I had to laugh when I saw the Panasonic Group’s pavilion for Expo 2025 in Osaka. When you visit the pavilion— aka “The Land of NOMO” — you’ll walk on almost 750 square meters (that’s about 8,100 square feet for those who don’t speak metric) of interlocking paving blocks made out of recycled glass from around 4,600 drum-style washing machines.


The irony, though, is that at Expo ’70 in Osaka, a washing machine was also the center of attention at the Sanyo pavilion (Panasonic now owns Sanyo). Over a 15-minute cycle, the bather —in full view of the packed of the crowds who came to watch- — soaked in water the hi-tech bathtub set at different temperatures, while a blast of hot air and bursts of infrared and ultraviolet light killed off any remaining germs.


Fifty-five years later, everything new is old again as the saying goes.
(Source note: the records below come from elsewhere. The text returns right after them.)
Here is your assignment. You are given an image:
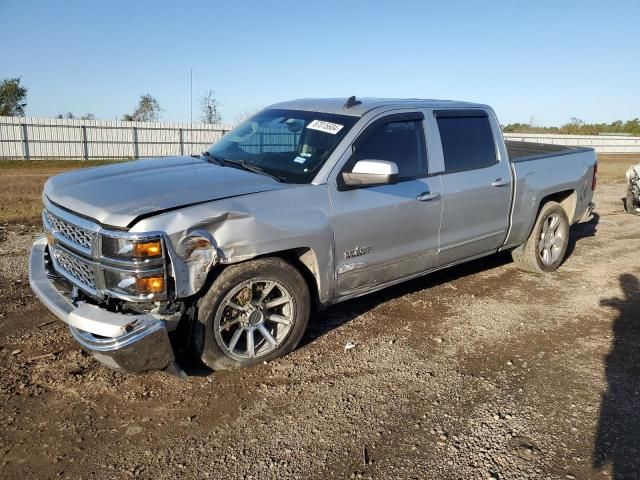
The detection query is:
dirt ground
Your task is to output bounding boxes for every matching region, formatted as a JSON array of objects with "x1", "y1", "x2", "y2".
[{"x1": 0, "y1": 164, "x2": 640, "y2": 479}]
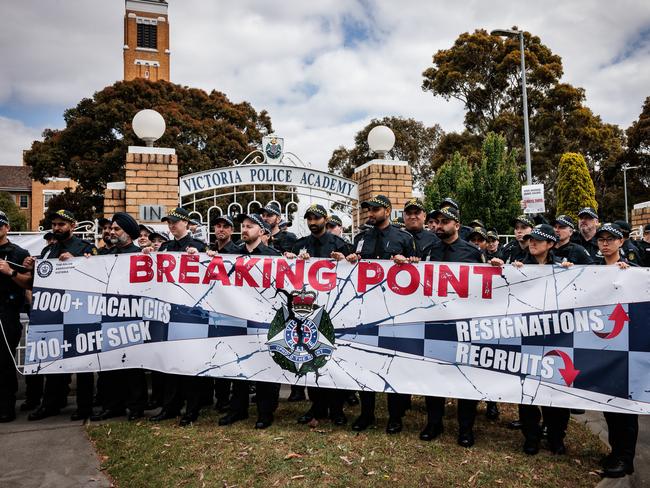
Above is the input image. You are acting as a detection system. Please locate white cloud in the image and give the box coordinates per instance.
[0,0,650,173]
[0,116,41,166]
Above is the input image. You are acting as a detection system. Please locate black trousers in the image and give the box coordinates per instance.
[519,405,571,443]
[603,412,639,464]
[424,397,478,432]
[230,380,280,419]
[307,386,350,419]
[359,391,409,418]
[163,373,206,414]
[76,373,95,412]
[0,313,23,414]
[100,369,147,412]
[41,373,72,410]
[214,378,232,404]
[25,374,45,405]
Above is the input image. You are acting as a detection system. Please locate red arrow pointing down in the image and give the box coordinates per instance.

The Osaka Healthcare Pavilion is spotlighting the Mirai Human Washing Machine, an evolved version developed by Science Co. of the exhibit that attracted so much rapt attention at the 1970 World Expo. Not only does it wash the whole body with a fine foam without using detergent, but it also measures the heartbeat and plays videos and music according to the user’s state of mind.


It isn’t just mere coincidence that the latest fair in Osaka has the same attraction as the one from more than half a century ago.




Yasuaki Ayama, the chairman of Science Co., was a fourth-grader back in 1970 when he encountered the futuristic bathtub that looked straight out of “The Jetsons” cartoon. Like Charles Dickens, Jules Verne, Paul Gauguin, and so many others, a trip to the World Expo was where a life-changing idea took hold of him.